Я ранен? Шинель, и телогрейка, и гимнастерка, и нательная рубаха в самом деле были разодраны. Но почему ранен?
— Приедем в Низины — немедленно в санбат! — сказал Соколов, когда ребята протерли мне спиртом спину (жгло, но я терпел) и забинтовали всего — и спину и грудь.
И то ли от возбуждения, то ли от необычности происходящего я вдруг выпалил Соколову:
— Меня в санбат, а сами!
— Ну знаешь! — только и сказал лейтенант. И даже, кажется, смутился. — У меня ерунда, чуть ухо задело.
Его как раз тоже перевязывали.
— И у меня ерунда, товарищ лейтенант, — не веря своим словам, выпалил я. — Ни в какой санбат я не пойду. Не пойду!
Мы ждали больших событий. И, конечно, были нетерпеливы. Не хватало именно сейчас попасть в медсанбат! К счастью, я избежал этого, несмотря на доводы Бунькова. Избежал потому, что рядом был наш комвзвода лейтенант Соколов. Он, хотя и рычал на меня, сам был в таком же положении. Если мне осколок снаряда прочертил неглубокий шрам на спине, то ему такой же осколок отхватил кусок правого уха.
И он и я отделались перевязками в своем дивизионе.

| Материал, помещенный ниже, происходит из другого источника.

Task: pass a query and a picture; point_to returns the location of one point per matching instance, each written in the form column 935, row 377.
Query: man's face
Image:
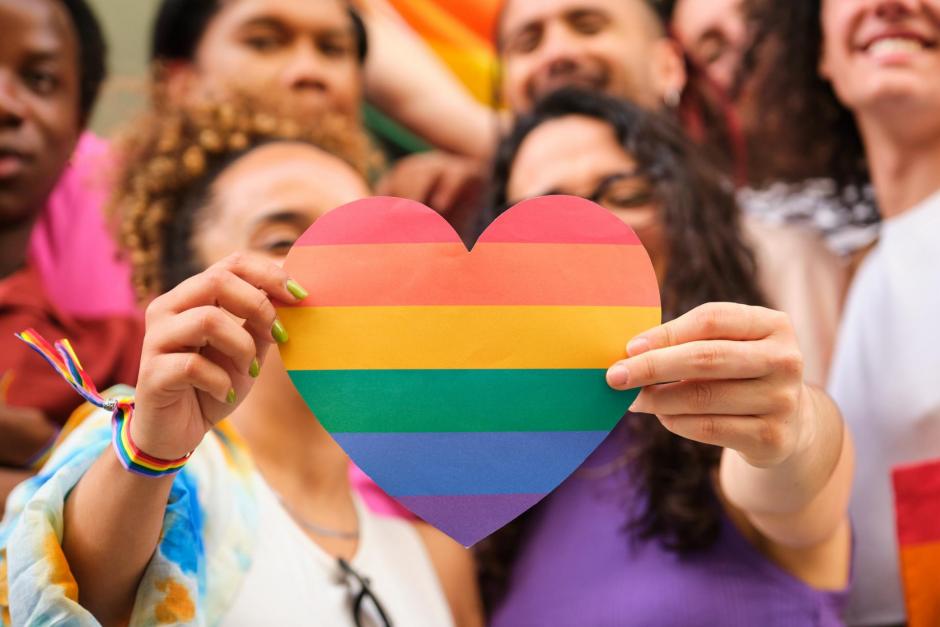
column 883, row 59
column 303, row 55
column 614, row 46
column 40, row 118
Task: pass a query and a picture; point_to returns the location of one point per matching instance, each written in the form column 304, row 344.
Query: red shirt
column 109, row 347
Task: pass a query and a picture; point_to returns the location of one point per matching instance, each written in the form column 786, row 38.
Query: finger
column 230, row 290
column 748, row 434
column 712, row 321
column 706, row 360
column 205, row 327
column 174, row 373
column 735, row 398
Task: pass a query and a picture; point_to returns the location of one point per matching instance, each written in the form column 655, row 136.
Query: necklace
column 317, row 529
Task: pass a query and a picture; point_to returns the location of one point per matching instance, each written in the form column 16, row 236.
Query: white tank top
column 292, row 581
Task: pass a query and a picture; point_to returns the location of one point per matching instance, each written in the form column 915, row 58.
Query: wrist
column 134, row 458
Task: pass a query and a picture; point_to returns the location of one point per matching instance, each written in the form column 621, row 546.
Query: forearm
column 113, row 520
column 803, row 500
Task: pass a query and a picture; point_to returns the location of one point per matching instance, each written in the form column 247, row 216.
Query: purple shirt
column 578, row 567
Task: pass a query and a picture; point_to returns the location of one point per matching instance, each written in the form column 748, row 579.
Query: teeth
column 895, row 44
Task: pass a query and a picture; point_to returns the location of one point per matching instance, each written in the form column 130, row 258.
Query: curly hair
column 709, row 262
column 812, row 133
column 171, row 161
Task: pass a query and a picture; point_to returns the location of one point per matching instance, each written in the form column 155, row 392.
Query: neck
column 904, row 165
column 14, row 240
column 293, row 452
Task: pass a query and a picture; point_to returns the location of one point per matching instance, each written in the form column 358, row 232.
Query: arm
column 732, row 376
column 194, row 356
column 456, row 570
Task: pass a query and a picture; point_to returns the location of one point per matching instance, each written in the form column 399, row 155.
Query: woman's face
column 264, row 201
column 883, row 56
column 303, row 55
column 39, row 104
column 580, row 156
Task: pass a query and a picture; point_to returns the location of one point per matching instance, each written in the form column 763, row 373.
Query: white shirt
column 292, row 581
column 886, row 380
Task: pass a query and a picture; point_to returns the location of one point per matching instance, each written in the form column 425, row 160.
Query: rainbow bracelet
column 131, row 457
column 62, row 357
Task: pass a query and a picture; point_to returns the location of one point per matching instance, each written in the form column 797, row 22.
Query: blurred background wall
column 127, row 27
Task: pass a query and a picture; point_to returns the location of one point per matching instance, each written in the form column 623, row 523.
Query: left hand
column 723, row 374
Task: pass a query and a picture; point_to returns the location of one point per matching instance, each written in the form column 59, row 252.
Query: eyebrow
column 269, row 21
column 282, row 215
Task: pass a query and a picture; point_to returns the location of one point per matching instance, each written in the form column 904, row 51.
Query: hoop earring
column 672, row 98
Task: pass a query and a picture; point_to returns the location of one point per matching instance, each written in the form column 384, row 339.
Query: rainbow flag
column 917, row 508
column 461, row 34
column 467, row 385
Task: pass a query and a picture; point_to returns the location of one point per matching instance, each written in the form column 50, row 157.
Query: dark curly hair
column 180, row 25
column 798, row 114
column 709, row 262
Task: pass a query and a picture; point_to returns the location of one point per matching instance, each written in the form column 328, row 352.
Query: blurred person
column 260, row 525
column 50, row 72
column 678, row 503
column 863, row 104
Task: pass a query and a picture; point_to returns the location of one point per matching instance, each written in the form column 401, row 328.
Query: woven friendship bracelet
column 131, row 457
column 61, row 357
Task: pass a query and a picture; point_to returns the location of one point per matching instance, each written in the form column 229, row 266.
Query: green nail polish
column 278, row 332
column 296, row 290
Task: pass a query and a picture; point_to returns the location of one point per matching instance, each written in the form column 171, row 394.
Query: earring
column 672, row 98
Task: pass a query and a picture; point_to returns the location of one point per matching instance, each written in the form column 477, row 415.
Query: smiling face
column 614, row 46
column 39, row 103
column 883, row 57
column 581, row 156
column 713, row 34
column 264, row 201
column 301, row 54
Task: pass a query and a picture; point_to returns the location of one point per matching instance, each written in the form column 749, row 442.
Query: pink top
column 71, row 245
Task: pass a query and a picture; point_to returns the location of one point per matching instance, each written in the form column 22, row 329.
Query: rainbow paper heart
column 467, row 385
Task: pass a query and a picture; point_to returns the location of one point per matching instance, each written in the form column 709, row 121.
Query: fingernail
column 618, row 376
column 278, row 332
column 638, row 346
column 296, row 290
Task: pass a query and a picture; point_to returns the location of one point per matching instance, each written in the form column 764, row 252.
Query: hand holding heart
column 197, row 358
column 723, row 374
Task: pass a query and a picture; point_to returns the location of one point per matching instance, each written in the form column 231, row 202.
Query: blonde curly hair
column 170, row 160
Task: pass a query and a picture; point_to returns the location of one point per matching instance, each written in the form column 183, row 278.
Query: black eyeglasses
column 364, row 595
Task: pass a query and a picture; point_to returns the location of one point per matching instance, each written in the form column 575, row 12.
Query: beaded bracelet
column 66, row 363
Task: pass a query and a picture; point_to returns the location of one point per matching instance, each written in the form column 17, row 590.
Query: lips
column 896, row 42
column 12, row 163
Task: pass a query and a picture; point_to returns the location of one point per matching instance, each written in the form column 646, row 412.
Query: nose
column 12, row 108
column 305, row 69
column 560, row 51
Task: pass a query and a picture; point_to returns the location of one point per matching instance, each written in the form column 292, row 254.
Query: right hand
column 196, row 352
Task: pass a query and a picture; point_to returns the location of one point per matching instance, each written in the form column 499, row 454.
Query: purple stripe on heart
column 459, row 516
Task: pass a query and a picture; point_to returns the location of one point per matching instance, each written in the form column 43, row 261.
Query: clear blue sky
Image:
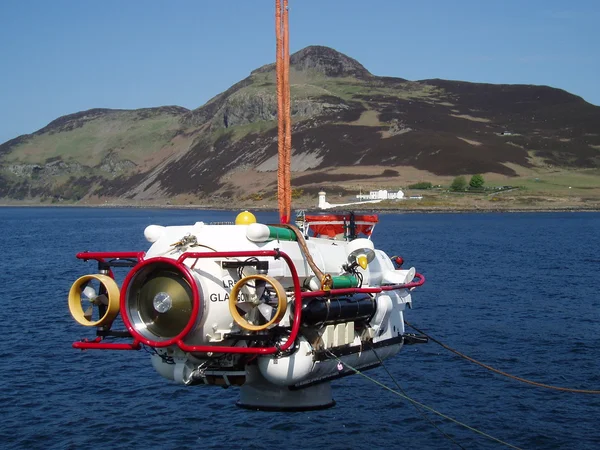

Каждый день мы выходили на работу, а иногда и по два-три раза в день, и каждый вечер разочаровывались, поскольку ничего необычного на нашем участке фронта не происходило. Обычное совершалось ежедневно, и к нему мы уже привыкли, как это ни странно, быстро. Обычное — лазанье по передовой, иногда под немецким обстрелом или бомбежкой, недосыпание, принимавшее хронический характер. Все это, правда, возмещалось другим, чего мы не видели до приезда на фронт: обильной едой, ибо под руками всегда были трофеи, в том числе и живность. Ничейный брошенный скот так и просился в руки. А для некоторых, и для Володи особенно, еще и «фронтовой нормой». Норма же эта была весьма прогрессивной. Перед выходом на задание можно было получить и стакан, то есть двести, или полстакана — в случае, когда вместо водки наш хозвзвод обзаводился чистым спиртом.